TW// cinsel taciz, zorbalık, intihar

Chan ne kadar korkutmamaya çalışsa da ani sesle irkilmişti tam önünde oturan çocuk. Büyüğü, Minho'nun ellerini yasladığı yüzünü yavaşça oradan kaldırışını ve oturuşunu dikleştirişini izlerken onun için ne kadar uğraştığını o an fark ediyordu. Kursta peşinden iki kez geldiği ve şimdi gecenin bir saati evinden kalkıp burada konaklayışı küçük şeyler değildi ki Minho'nun gururunun ne boyutta olduğunu bilirken... Sadece bunlar da değil, konuşma çabalarını sertçe hiç ettiği, dolu dolu bakan gözlere nasıl acımasızca kaş çattığı da gözlerinin önündeydi büyük olanın.

Minho hafiften doğrulup arkasına dönmek için bir hamle yaptığında arkasındaki ellerin omzuna konduğunu hissetti. Tekrar yerine oturup bakışlarını havuza çevirdi, Chan beden diliyle dönmemesi gerektiğini söylemişti ona. Sağlıklı bir konuşma için onun isteklerini de gerçekleştirmesi gerektiğinin farkındaydı. İnatlaşmak istemiyordu artık.

"Neden eve gitmedin?"

"Çünkü şu an yüzüne bakamadığım biri var orada."

"Ne?" Chan'ın babasının geldiği hatta kendisiyle tanıştığı bile hafızasından silinmişti küçüğün. Günlerini sadece tartıştıkları anı düşünmekten başka bir şey yapmadan geçirdiğinden, gerçeklikten biraz olsun kopmuştu. "Tartıştınız mı?"

"Hayır." Chan bunu söyledikten sonra Minho'yu inceledi. Rahatlamış gibi nefesini vermişti önündeki çocuk. Sanırsa kendisine aile bağlarının bozulmasını istemeyecek kadar değer veriyordu bu adam. Moralini bozmak istemese de çok geciktirmeden sözüne devam etti. "Birbirimize girdik."

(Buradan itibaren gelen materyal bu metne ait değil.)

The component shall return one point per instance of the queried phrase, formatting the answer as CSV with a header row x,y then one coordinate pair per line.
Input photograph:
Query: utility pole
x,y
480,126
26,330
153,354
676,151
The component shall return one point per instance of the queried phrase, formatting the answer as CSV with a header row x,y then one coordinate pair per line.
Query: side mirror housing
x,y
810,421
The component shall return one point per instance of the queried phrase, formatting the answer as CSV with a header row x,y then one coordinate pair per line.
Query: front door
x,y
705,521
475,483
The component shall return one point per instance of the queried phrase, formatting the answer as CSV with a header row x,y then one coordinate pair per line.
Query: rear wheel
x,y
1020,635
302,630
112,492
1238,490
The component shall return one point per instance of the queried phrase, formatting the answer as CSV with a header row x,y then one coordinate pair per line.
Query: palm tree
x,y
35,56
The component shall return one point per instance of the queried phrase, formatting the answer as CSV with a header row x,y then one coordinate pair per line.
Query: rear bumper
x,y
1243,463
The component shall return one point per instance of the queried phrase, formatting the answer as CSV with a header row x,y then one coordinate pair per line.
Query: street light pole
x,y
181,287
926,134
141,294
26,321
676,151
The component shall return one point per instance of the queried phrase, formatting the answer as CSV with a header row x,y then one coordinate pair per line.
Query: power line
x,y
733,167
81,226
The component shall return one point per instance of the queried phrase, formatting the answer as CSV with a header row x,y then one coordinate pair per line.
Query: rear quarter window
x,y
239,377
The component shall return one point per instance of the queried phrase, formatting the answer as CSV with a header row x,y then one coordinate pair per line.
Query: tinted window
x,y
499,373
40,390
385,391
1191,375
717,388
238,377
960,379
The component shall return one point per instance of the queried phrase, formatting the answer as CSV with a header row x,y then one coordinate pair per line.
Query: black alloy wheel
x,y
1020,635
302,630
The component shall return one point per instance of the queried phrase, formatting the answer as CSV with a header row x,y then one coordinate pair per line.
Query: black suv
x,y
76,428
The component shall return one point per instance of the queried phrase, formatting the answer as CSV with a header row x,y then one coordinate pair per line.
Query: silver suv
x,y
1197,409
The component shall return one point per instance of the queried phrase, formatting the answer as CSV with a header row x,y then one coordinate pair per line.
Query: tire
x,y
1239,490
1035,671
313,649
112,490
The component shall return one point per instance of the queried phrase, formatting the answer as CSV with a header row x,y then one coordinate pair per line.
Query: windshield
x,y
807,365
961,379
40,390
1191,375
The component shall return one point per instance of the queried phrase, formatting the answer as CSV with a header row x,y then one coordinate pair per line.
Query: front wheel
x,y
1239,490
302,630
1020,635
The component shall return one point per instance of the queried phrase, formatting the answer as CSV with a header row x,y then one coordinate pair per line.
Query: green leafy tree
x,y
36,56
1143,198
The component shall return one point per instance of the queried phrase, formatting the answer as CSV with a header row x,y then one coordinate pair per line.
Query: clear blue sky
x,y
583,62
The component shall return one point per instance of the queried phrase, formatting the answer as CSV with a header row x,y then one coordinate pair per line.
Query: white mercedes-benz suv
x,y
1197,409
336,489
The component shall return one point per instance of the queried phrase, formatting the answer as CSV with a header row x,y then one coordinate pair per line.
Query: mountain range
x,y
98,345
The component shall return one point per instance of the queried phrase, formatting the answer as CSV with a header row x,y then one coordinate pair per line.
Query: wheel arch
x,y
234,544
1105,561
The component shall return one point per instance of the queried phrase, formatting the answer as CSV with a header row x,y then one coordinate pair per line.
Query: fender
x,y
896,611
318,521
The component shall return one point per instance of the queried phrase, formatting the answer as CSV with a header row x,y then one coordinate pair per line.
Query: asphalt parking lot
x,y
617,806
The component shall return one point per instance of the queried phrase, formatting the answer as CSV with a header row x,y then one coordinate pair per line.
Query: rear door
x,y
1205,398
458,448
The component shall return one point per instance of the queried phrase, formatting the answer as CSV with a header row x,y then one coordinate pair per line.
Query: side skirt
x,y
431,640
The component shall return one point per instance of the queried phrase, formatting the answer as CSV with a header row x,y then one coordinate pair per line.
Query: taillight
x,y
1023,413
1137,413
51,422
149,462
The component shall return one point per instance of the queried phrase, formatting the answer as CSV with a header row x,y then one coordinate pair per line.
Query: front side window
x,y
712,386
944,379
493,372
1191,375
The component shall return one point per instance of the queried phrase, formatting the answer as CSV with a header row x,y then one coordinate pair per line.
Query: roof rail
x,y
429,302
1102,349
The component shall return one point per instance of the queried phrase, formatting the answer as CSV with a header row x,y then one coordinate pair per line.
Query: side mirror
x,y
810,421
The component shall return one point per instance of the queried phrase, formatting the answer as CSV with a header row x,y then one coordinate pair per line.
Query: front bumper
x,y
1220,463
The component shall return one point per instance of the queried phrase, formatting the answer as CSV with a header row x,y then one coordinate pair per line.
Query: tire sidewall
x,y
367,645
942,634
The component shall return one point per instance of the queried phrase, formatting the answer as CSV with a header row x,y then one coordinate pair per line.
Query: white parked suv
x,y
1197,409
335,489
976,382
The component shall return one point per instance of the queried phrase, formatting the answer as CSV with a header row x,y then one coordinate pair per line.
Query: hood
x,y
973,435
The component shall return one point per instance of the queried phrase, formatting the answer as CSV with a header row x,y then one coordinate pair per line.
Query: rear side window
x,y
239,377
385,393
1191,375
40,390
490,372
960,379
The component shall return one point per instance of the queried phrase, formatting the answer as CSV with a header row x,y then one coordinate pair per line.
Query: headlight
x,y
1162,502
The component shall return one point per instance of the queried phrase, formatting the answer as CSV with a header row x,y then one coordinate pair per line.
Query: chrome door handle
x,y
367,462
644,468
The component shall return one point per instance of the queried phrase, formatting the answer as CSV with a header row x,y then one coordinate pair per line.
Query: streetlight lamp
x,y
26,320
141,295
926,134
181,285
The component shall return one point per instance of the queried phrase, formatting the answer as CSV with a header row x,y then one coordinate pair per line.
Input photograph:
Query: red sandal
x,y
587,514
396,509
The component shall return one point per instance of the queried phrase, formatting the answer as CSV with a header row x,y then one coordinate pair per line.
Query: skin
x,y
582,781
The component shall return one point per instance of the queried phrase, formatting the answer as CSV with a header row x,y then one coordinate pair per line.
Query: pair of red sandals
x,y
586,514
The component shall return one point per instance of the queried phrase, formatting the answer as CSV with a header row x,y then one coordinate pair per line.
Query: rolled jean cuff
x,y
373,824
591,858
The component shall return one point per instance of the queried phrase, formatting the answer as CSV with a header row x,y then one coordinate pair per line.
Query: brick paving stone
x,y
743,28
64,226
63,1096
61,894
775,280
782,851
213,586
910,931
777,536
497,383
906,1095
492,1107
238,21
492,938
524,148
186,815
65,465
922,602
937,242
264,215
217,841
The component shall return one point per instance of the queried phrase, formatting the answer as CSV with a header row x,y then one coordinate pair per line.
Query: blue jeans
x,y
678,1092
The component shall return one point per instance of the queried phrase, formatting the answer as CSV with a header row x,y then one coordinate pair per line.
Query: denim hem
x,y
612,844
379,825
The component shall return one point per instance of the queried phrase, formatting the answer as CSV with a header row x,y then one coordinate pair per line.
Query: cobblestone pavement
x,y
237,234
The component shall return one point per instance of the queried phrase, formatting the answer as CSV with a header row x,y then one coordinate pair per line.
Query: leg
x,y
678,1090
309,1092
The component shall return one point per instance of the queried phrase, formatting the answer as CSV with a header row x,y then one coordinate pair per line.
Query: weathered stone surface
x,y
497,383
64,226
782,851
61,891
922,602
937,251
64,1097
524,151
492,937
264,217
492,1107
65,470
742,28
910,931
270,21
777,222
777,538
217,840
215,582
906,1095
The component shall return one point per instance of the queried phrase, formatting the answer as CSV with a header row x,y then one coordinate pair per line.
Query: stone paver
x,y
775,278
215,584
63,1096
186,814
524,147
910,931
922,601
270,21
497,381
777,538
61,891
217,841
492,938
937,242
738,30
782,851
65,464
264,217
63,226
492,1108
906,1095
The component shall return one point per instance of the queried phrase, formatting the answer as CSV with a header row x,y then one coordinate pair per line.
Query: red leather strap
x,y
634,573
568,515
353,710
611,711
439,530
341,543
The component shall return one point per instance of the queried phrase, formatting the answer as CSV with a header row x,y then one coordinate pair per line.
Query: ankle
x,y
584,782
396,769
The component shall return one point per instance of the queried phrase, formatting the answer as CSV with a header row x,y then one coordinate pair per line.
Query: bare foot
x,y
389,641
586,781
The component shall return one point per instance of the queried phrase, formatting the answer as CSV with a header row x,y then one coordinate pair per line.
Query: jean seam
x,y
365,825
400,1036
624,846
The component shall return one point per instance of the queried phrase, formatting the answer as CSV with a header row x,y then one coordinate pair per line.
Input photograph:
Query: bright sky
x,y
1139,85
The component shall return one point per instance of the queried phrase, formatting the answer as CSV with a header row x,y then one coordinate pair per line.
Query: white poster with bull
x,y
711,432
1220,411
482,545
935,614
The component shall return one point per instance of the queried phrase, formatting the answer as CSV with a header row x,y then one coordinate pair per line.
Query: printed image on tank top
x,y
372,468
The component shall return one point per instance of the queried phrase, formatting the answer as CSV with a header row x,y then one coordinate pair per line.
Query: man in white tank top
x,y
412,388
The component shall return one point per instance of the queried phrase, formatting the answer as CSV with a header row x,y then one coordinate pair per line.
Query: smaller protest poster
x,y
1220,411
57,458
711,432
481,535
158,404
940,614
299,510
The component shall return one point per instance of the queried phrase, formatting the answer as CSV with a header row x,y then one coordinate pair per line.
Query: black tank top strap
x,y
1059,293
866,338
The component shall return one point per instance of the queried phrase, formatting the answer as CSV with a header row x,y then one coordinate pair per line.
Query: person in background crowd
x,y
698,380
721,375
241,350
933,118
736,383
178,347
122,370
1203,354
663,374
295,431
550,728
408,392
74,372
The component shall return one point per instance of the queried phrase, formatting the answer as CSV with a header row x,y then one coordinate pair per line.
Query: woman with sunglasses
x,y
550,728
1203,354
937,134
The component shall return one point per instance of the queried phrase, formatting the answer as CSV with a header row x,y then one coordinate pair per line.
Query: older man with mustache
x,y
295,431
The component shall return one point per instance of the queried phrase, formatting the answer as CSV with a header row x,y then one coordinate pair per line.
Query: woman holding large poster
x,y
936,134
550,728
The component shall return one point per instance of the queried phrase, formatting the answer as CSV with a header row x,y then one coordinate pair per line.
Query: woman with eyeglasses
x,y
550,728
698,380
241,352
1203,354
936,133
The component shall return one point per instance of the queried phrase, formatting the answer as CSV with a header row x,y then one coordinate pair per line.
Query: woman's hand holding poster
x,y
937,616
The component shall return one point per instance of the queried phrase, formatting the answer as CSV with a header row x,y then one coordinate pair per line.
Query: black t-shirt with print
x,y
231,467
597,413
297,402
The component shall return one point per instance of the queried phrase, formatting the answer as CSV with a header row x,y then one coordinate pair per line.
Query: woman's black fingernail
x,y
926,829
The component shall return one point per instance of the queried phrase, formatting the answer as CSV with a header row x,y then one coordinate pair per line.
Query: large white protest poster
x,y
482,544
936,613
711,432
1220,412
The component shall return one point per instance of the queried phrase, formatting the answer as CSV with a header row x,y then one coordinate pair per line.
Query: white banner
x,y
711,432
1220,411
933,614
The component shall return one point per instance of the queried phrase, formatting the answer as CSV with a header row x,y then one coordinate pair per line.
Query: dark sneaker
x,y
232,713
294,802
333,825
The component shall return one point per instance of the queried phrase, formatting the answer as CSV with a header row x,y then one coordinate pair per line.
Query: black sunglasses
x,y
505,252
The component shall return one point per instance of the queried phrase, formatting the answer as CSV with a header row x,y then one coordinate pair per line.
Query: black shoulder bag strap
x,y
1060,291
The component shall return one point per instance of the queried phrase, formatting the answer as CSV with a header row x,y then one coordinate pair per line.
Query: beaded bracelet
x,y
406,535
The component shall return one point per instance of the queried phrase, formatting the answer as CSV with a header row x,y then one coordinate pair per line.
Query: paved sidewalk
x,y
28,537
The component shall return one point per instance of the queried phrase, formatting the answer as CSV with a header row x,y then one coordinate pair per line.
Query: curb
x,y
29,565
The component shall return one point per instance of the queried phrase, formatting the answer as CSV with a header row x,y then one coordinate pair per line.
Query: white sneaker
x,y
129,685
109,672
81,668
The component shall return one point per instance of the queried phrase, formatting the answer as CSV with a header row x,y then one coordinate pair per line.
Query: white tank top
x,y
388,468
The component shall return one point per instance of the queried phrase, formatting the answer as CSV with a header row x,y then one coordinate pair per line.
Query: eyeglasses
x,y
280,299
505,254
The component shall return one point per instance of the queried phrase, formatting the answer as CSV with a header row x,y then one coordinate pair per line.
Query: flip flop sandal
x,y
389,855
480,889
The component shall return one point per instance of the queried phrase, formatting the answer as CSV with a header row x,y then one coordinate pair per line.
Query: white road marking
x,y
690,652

"İyiydiniz aslında. Neden kavga ettiniz ki? Yani, anlatmak istersen tabii." Burukça gülümsedi Chan. Son birkaç gündür küçüğüyle bu zamana kadar inşa ettikleri samimiyet kavgaları yüzünden bozulmuştu. Sanırsa yaptığı itiraf hayli güven sarsmış, daha sonra onu dinlemeyişleri, kaçışları ise ona istenmediğini hissettirmişti. Minho'nun tereddüt ettiği cümlesi özgüveninden eser kalmadığının apaçık bir kanıtıydı. Önceki hallerini hatırlamasa onun tanıştığı en çekingen insan olduğunu düşünebilirdi Chan, yutkundu olduğu yerde. Tekrar aynı samimiyeti yaratabilirler miydi bilemiyordu açıkçası.

"Küçük şeylerdi ama ben biraz abarttım sanırım. Herkesin babasıyla ettiği türden kavgalar, o kadar önemli değiller."

"Herkesin babasıyla ettiği türden kavgalar nasıl oluyor?" Minho başını eğdi. Bu konuda yarası olduğu belliydi ama soramıyordu Chan. Anlatır mıydı ondan bile emin değildi ama denemek istedi. Fırsat yaratmaya çalışacaktı şimdi.

"Siz de basit şeylerden tartışmaz mısınız?" Bacağını oturduğu yerde sallamaya başladı Chan. Alacağı cevabın kötü olmasından deli gibi korkarken parmaklarını da kucağına alıp sıkıca birbirine geçirmişti. Daha önce hiç ailevi mevzulara girmemişlerdi, eğer fırsat verirse Minho'yu biraz daha tanıyacağı için heyecanlanmıştı da büyük olan.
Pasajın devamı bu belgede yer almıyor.